Verzweiflung, Tränen und Wut weltweit
Als Kaprunrichter Manfred Seiss am 19. Februar 2004 in Salzburg alle österreichischen Beschuldigten freisprach, stürzte für die Hinterbliebenen die Welt ein. Erst war es still, dann schrien sie ihr Entsetzen hinaus. Eltern brachen zusammen und Angehörige weinten hemmungslos. Voller Verzweiflung rannten sie aus dem Saal und vor die Kameras internationaler Medien. Ihre Empörung, ihre Schreie, ihre Tränen und ihre Wut gingen um die Welt.
Doch Politik, Regierung und Tourismusverbänden interessierte nicht das Leid der Hinterbliebenen, nicht die Verzweiflung der Opferfamilien und schon gar nicht die Aufklärung der Brandkatastrophe! Es ging ihnen um die Rettung der österreichischen Tourismuswirtschaft; denn wer hätte bei einem Verschulden Österreichs dort noch gerne Urlaub gemacht. Ohne Skrupel, ohne Hemmungen und ohne Beweise erfanden österreichische Juristen und Gutachter die Lüge von der Selbstentzündung des deutschen Heizlüfters und trieben damit gnadenlos ein solides schwäbisches Familienunternehmen mit 400 Mitarbeitern in den Ruin.
Entscheidender Hauptbeweis verschwunden
Der Mann, der den angeblichen Beweis für die deutsche Schuld und die österreichische Unschuld lieferte, war ein 82-jähriger sehbehinderter Gutachter, der nicht wusste, dass man ihm manipulierte Teile eines schwäbischen Heizlüfters untergeschoben hatte. Als dann Ermittler aus Baden-Württemberg diese für den Kaprun-Prozess wichtigsten Beweismittel untersuchen wollten, fehlten sie. Kurz vor dem angekündigten Besuch der deutschen Kriminologen war der für die Freisprüche der 16 angeklagten Österreicher entscheidende Hauptbeweis aus der Asservatenkammer des Landesgerichts Salzburg heimlich entfernt worden, um dann nie wieder aufzutauchen.

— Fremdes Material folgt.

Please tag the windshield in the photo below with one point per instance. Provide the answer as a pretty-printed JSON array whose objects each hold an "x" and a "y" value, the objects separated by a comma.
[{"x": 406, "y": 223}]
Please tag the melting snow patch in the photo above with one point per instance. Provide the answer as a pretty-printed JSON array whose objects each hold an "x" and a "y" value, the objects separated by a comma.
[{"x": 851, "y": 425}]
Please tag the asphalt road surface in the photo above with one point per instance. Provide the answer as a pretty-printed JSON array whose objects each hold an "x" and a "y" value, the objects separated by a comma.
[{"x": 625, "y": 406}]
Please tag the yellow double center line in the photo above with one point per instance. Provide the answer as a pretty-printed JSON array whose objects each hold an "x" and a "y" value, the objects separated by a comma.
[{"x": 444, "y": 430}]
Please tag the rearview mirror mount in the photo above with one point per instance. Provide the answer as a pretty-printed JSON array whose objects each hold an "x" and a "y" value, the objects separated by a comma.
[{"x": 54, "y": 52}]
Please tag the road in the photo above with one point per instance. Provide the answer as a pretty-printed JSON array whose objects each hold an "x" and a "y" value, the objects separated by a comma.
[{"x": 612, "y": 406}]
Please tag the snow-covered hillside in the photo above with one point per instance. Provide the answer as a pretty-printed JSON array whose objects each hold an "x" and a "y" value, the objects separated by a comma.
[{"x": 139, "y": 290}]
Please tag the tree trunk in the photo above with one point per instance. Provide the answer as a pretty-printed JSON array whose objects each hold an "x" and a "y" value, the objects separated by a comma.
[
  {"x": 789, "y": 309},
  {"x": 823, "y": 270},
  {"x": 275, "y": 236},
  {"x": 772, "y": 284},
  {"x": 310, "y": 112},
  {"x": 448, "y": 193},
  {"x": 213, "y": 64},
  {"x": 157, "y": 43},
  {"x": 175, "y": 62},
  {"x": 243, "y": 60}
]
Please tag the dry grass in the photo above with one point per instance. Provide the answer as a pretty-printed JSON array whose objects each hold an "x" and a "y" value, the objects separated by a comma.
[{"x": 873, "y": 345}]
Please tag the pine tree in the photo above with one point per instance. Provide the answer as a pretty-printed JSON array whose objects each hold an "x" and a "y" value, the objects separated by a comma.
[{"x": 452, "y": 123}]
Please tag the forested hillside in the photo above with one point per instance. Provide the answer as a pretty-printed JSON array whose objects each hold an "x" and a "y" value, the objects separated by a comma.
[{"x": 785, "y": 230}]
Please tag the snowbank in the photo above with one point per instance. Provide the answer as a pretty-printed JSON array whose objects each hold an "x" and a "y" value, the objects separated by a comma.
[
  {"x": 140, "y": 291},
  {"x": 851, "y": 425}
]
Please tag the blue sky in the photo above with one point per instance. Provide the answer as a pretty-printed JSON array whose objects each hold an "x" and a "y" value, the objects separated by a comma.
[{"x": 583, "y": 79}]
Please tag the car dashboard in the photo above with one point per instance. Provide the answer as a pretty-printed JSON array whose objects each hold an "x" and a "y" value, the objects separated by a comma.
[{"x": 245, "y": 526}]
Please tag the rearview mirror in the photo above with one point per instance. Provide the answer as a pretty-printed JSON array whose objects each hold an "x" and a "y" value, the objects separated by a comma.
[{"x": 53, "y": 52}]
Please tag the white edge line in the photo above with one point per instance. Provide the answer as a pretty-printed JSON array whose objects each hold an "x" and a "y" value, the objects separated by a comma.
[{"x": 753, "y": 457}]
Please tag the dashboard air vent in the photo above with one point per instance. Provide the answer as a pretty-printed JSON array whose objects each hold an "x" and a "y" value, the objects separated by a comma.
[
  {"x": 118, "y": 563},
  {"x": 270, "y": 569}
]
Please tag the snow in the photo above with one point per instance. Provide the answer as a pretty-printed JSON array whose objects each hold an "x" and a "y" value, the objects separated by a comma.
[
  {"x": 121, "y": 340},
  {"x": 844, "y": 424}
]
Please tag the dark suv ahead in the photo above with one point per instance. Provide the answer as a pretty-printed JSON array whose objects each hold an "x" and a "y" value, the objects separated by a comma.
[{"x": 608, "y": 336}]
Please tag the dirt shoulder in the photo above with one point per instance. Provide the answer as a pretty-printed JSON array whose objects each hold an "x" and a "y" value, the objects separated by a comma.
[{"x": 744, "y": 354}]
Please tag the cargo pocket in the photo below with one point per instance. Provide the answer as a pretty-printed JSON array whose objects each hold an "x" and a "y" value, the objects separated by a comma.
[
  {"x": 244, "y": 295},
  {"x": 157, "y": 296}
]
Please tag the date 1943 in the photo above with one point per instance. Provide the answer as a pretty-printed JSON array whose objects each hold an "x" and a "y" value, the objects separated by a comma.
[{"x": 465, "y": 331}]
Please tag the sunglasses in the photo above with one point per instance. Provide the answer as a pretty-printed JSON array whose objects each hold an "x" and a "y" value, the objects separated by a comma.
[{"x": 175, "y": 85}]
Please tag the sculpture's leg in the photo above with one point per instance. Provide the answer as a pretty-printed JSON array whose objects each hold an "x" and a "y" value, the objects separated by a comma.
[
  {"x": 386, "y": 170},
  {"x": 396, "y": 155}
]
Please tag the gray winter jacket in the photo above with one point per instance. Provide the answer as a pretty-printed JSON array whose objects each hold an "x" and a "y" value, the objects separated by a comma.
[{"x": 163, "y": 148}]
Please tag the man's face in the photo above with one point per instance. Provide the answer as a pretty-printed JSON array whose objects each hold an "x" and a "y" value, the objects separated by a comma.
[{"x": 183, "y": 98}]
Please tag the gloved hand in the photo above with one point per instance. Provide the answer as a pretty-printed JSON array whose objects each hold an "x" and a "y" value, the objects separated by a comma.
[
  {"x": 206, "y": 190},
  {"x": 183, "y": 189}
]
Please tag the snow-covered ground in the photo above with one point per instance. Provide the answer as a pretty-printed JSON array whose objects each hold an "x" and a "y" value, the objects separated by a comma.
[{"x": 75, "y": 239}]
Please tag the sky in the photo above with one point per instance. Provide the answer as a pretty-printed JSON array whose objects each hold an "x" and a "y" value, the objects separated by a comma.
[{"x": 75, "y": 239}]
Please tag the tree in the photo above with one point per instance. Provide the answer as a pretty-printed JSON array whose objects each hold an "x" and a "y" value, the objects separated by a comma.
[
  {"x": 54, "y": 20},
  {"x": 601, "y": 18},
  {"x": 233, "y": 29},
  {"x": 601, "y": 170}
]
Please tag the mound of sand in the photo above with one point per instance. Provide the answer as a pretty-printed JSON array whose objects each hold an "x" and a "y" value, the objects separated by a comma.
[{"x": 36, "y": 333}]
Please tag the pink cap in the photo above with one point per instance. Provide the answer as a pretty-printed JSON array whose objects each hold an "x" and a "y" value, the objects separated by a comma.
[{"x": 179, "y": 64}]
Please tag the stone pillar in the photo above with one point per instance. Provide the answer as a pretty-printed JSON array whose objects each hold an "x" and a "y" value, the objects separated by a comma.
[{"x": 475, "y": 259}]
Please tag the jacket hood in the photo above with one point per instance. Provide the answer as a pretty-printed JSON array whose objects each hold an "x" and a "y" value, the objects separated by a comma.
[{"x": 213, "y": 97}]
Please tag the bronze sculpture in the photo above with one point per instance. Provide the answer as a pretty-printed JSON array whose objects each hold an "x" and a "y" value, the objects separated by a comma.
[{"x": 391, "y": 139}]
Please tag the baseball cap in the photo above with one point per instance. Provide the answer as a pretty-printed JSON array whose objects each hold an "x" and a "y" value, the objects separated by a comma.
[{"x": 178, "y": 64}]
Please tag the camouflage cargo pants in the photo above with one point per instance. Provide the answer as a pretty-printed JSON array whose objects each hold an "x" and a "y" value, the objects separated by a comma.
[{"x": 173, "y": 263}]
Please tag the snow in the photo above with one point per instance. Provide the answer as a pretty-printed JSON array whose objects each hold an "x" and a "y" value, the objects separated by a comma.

Kaprun ist nicht nur Österreichs schwerste Katastrophe des Skitourismus, es ist auch Westeuropas größter Justizskandal nach 1945. Involviert waren Politiker, Minister, Beamte, Richter, Polizisten, Gutachter, Verteidiger und Tourismus-Manager.
Auszug aus „True Crime Kaprun – Kriminalfall Kaprun“ von Hubertus Godeysen
Anmerkung zum Danach
Zu den den Verteidigern der 16 Angeklagten gehörte damals auch Wilfried Haslauer, von 2013 bis 2025 Landeshauptmann Salzburgs. Sowie als „Star-Rechtsanwalt“ Wolfgang Brandestetter, von 2013 bis 2017 Justizminister der Republik und danach von 2018 bis 2021 Richter am Verfassungsgerichtshof. Im Zuge der Pilnacek-Affäre legte er seine Funktion zurück, weil der Verdacht des Amtsmissbrauchs im Raum stand. Im Februar 2025 stellte die Staatsanwaltschaft das Verfahren ein. Einer der führenden Ermittler des Innenministeriums in der Kaprun-Katastrophe stieg zu einem leitenden Beamten auf.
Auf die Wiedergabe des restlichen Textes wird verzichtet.